A BASE system is almost always going to be an AP system if you look at the CAP theorem. Meaning it favors Availability and Partitioning over Consistency.
DynamoDB is an example of an AP system as well. Your data is stored on multiple 10GB partition drives spread over multiple Availability Zones. That replication takes a few milliseconds, up to a second or two. Obviously, there are cases where you need to read the data back directly after writing. That is why you can specify a Strongly Consistent read, which just goes back to the writer node and queries the data there instead of waiting for the data to have propagated to all nodes.
S3 has read-after-write consistency for the PUT item command but all other commands are subject to eventual consistency. This means that after updating an item, the old content may still be returned for a short amount of time until the content of that file has propagated to all the storage nodes. There are more examples such as these all over the AWS ecosystem.
Event-driven architectures come with their own pros and cons. Firstly, you need to approach the problem with a different distributed mindset that needs to be present within the company/team as well. Event versioning and communication between teams that own microservices are also crucial. It is a good idea to have a service that keeps a ledger of all events that happen in the system. Worst case, this history of events can be replayed to fix any processing errors in the downstream processing.
Event bridge, like SNS and SQS, guarantees delivery of a message at least once. This means your system needs to be idempotent. An example of an idempotent flow is when the client is created and the common service does a PUT command into the DynamoDB table. If that event gets delivered more than once, it just overwrites the current client with the exact same data.
An example of a non-idempotent flow is when the person is created. If the client service gets more than one message, it increments the client-person counter more than once. There are ways to make this call idempotent, but we’ll leave that for a different blog.
Another thing to consider is that not all systems can accept the delay that eventual consistency introduces into a system. It is perfectly acceptable in our system as a person will probably not be created immediately within one second after a client has been created. Thus, whenever the common service does the client lookup locally, it can be assured that the client data is always populated.
Resilience to Failure
One of the benefits that we have achieved by refactoring to a microservice system is that we are now resilient to complete services failure. The client service can still operate if the person and common service is down. Similarly, the person service can operate on its own and is not dependent on the other services.
We also removed any timeout problems that was introduced by the previous architecture that synchronously chained API calls. If an Event Bridge target service (like Lambda, in our case) is down, it will retry sending the message with exponential bakeoff for up to 24 hours.
All Lambda functions that process the asynchronous events from Event Bridge have Dead Letter Queues (DLQ) attached. The event will be moved to the DLQ after three unsuccessful processing attempts by the Lambda function. We can then inspect the message later, fix any errors and replay the message if necessary.
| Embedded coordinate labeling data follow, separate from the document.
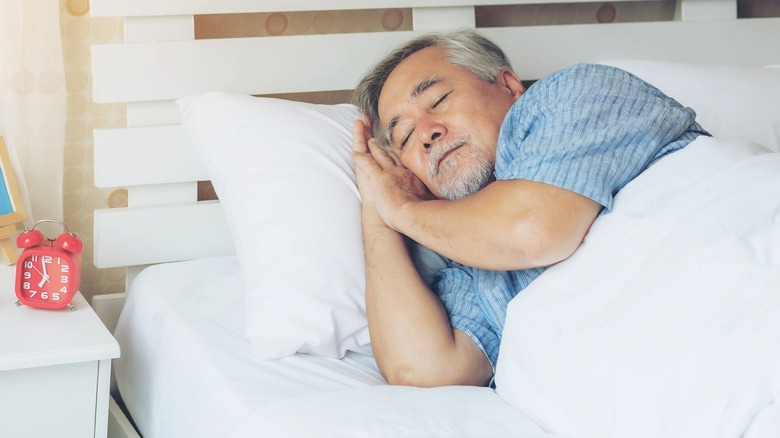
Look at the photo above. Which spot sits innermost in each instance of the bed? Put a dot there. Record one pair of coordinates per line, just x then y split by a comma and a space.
666, 322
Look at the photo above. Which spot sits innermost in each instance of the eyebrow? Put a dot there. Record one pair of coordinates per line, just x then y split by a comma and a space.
416, 92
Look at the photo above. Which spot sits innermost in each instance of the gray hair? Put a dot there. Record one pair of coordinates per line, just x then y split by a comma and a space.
466, 48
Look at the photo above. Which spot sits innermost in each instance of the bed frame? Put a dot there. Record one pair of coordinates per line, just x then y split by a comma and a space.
161, 61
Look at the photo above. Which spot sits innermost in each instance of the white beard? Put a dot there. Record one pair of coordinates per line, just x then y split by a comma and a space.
475, 173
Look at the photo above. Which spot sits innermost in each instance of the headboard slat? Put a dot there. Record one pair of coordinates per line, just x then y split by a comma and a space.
122, 157
157, 234
113, 8
154, 71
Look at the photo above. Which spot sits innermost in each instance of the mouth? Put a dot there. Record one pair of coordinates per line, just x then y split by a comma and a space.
448, 152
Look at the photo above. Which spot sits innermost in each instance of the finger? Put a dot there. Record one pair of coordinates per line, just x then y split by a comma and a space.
359, 136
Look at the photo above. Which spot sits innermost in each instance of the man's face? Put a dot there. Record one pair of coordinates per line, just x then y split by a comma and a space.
443, 121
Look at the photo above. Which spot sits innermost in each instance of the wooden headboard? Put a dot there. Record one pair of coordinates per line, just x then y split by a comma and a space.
161, 60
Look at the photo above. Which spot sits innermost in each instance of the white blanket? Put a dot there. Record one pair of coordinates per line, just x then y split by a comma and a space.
666, 322
188, 371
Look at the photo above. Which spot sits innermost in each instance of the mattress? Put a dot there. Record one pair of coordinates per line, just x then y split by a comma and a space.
187, 370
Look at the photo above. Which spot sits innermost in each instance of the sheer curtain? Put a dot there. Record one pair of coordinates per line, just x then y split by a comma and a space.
33, 101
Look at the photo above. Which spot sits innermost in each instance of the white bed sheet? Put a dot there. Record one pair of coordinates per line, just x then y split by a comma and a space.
188, 371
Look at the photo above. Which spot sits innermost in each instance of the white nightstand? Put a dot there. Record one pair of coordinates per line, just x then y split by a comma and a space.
55, 368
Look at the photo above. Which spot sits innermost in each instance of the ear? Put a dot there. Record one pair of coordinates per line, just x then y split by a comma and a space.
508, 80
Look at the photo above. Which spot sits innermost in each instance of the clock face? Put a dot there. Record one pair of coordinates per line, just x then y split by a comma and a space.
46, 280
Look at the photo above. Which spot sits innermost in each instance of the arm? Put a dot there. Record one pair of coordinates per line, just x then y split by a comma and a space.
508, 225
411, 336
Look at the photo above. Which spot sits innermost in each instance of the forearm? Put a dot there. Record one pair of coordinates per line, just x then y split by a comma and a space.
508, 225
411, 336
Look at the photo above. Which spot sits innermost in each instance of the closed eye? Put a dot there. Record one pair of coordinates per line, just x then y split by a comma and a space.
406, 138
440, 100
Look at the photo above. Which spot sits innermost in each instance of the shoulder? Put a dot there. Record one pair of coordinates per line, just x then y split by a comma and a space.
584, 80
Basic chaos can be introduced into the system to test its resilience. This is built into the code and can be toggled on the Lambda functions with environment variables. If ENABLE_CHAOS is true, then the following environment variables are applied:
- INJECT_LATENCY – Number || false
- INJECT_ERROR – String; two possible values: error will throw a hard error and handled will throw a soft error
A Lambda service failure can be simulated by setting Reserved Concurrency to 0. Event Bridge will then retry delivering the event for up to 24 hours.
We refactored a distributed monolith to a microservice architecture using Event Bridge and broke dependencies using BASE consistency. The code for this blog can be found here: https://github.com/rehanvdm/MicroService.